The prejudices he encountered extended beyond the automotive. He vividly remembers some junior-high schoolmates asking him what his father did, and putting him down when he told them that he worked in a shipyard. Their dads, they proudly told him, were merchants and executives, and his argument that his father was at least engaged in vital war work made no impression on them. He was, as well, acutely conscious that there were no blacks in Piedmont, no Asians, only one or two Jewish families. And precisely because it was so "white bread" (Manes's description) the place was rife with a kind of heedless bias. "That's where I was first introduced to bigotry," Clint recalls, and though he says he doesn't know how or when the conviction came to him, "I never could stand intolerance. In my soul, I couldn't buy into it."
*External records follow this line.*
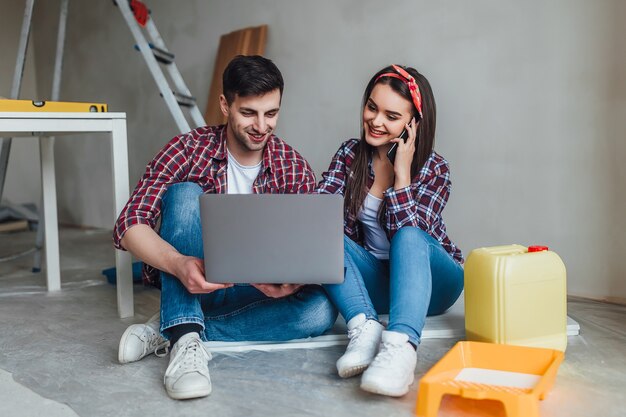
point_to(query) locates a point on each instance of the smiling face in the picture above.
(385, 115)
(251, 120)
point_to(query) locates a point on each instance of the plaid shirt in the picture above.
(200, 156)
(418, 205)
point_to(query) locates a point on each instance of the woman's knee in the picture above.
(319, 314)
(413, 236)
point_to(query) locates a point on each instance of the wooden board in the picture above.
(248, 41)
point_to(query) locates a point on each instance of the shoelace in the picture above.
(353, 335)
(386, 353)
(156, 343)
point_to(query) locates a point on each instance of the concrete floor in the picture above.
(58, 356)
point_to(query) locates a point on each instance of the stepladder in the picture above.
(178, 99)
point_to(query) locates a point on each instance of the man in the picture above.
(242, 156)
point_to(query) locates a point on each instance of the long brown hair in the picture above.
(356, 187)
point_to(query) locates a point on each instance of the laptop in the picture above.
(273, 238)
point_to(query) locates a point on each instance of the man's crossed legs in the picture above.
(238, 313)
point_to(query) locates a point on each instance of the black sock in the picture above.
(180, 330)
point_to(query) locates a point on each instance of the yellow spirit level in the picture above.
(50, 106)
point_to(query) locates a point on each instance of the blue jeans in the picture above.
(238, 313)
(420, 278)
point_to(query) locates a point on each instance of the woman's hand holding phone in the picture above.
(403, 151)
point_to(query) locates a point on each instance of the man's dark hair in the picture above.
(250, 76)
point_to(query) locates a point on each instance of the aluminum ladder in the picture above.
(157, 57)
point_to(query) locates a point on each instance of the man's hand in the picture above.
(277, 290)
(190, 271)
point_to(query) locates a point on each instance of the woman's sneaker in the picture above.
(140, 340)
(364, 341)
(187, 375)
(393, 370)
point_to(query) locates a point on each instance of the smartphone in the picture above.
(391, 154)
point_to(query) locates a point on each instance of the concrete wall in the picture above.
(23, 181)
(531, 98)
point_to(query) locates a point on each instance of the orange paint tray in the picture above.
(517, 376)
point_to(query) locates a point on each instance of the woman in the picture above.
(398, 257)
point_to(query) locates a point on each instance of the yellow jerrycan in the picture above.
(516, 295)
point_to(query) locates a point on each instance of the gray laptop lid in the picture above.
(272, 238)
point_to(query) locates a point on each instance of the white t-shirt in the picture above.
(241, 177)
(376, 241)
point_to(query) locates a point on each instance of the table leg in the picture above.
(123, 262)
(50, 222)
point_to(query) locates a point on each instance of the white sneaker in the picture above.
(393, 370)
(187, 375)
(140, 340)
(364, 341)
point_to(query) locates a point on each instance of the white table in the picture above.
(45, 125)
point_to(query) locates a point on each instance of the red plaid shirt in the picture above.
(418, 205)
(200, 156)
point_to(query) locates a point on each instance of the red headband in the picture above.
(410, 82)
His response was, as he gently puts it, "Fuck you and move on." Which was quite all right with Piedmont High and, as it happened, with his mother. "That didn't worry me at all, because I knew he was going to be different than the rest of the group."

Leaving Piedmont:

The Life and Legend

By Patrick McGilligan · 2002:

Many years later Ruth Eastwood would confirm to an Oakland newspaper that Clint left Piedmont High School because he was 'asked' to. Clint not only wrote an obscene suggestion to a school official on the athletic field scoreboard, but buried someone in effigy on the school lawn.' According to his mother, it was these incidents, on top of other school infractions, that prompted a Piedmont school official to firmly suggest her first-born might thrive elsewhere.

Rumor has it that he rode his motorcycle in the quad and that also added to the move out of Piedmont and to Oakland Tech High School. Eastwood was inducted into Oakland Tech’s Hall of Honor in 2015.